Ratificação de Convenção da ONU

© Almeida e Cernadas reunidos no evento (Foto: Rodrigo Ribeiro)
Durante a realização do seminário, o membro do Comitê das Nações Unidas sobre direitos dos trabalhadores migrantes e seus familiares, Pablo Ceriani Cernadas, se reuniu com o Secretário de Inspeção do Trabalho e Presidente do Conselho Nacional de Imigração (CNIg), Paulo Sérgio de Almeida, sob o auspício da OIT. O objetivo da reunião foi discutir a possibilidade de ratificação pelo Brasil da Convenção da ONU para a Proteção dos Direitos de Todos os Trabalhadores Migrantes e Suas Famílias.

Almeida destacou as recomendações feitas pelo CNIg a favor da ratificação e descreveu as iniciativas tomadas nesse sentido até agora por vários ramos do governo. Por sua vez, Ceriani ressaltou o interesse e a expectativa do Comitê. Ambos destacaram a importância de se abordar a partir de uma perspectiva de direitos humanos os múltiplos desafios existentes em torno da migração internacional no cenário global atual e a relevância da Convenção como uma ferramenta útil para isso. Os dois também discutiram a possibilidade de realizar uma audiência pública na qual diferentes atores (legisladores, Ministérios da Justiça, do Trabalho e Previdência Social e das Relações Exteriores, sociedade civil, agências da ONU e o Comitê) possam trocar ideias e propostas a fim de tornar o Brasil um Estado parte desta Convenção.

Cooperação Sul-Sul para a proteção dos direitos dos trabalhadores migrantes

Uma das prioridades globais da OIT é o fortalecimento da capacidade dos países de formularem políticas de migração laboral que sejam justas e baseadas em direito. Por isso, desde 2015 o governo brasileiro e a OIT estão implementando o Projeto de Cooperação Sul-Sul para a Proteção dos Direitos dos Trabalhadores e Trabalhadoras Migrantes na América Latina e no Caribe, que busca promover o intercâmbio regional de boas práticas relacionadas a políticas e ações de proteção aos trabalhadores migrantes, sempre de acordo com os conceitos de trabalho decente, diálogo social e os padrões internacionais de trabalho.
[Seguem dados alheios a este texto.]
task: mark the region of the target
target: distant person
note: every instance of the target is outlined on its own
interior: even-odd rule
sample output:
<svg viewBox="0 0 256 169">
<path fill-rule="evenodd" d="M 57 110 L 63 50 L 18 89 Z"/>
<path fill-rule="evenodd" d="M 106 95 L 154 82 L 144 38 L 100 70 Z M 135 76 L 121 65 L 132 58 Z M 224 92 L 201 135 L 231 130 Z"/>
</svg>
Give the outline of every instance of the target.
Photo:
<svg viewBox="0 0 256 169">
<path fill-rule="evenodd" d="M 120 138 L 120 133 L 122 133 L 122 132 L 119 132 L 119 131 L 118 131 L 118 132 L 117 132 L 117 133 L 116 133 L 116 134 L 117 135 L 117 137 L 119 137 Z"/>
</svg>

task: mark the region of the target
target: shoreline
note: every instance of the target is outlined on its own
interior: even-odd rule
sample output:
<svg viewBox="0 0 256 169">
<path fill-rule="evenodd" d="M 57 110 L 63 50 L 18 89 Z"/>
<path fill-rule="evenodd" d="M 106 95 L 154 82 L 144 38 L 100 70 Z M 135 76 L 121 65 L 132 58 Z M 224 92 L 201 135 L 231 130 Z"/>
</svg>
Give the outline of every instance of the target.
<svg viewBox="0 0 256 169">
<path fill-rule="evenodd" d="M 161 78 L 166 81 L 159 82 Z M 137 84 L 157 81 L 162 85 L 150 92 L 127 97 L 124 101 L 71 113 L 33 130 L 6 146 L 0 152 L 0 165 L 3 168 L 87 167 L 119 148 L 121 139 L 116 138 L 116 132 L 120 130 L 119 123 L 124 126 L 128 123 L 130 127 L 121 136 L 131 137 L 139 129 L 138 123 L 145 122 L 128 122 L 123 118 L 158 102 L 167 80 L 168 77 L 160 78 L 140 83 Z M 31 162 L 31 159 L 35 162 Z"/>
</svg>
A Coordenadora do projeto, Cyntia Sampaio, afirmou: “Apenas com a garantia de trabalho decente para os trabalhadores e trabalhadoras migrantes será possível atender às necessidades do mercado de trabalho, ao mesmo tempo em que se promove o crescimento e o desenvolvimento econômico nos países de destino dos migrantes”. O seminário regional foi realizado no âmbito deste projeto pelo Escritório da OIT no Brasil e pelo Ministério do Trabalho e Previdência Social.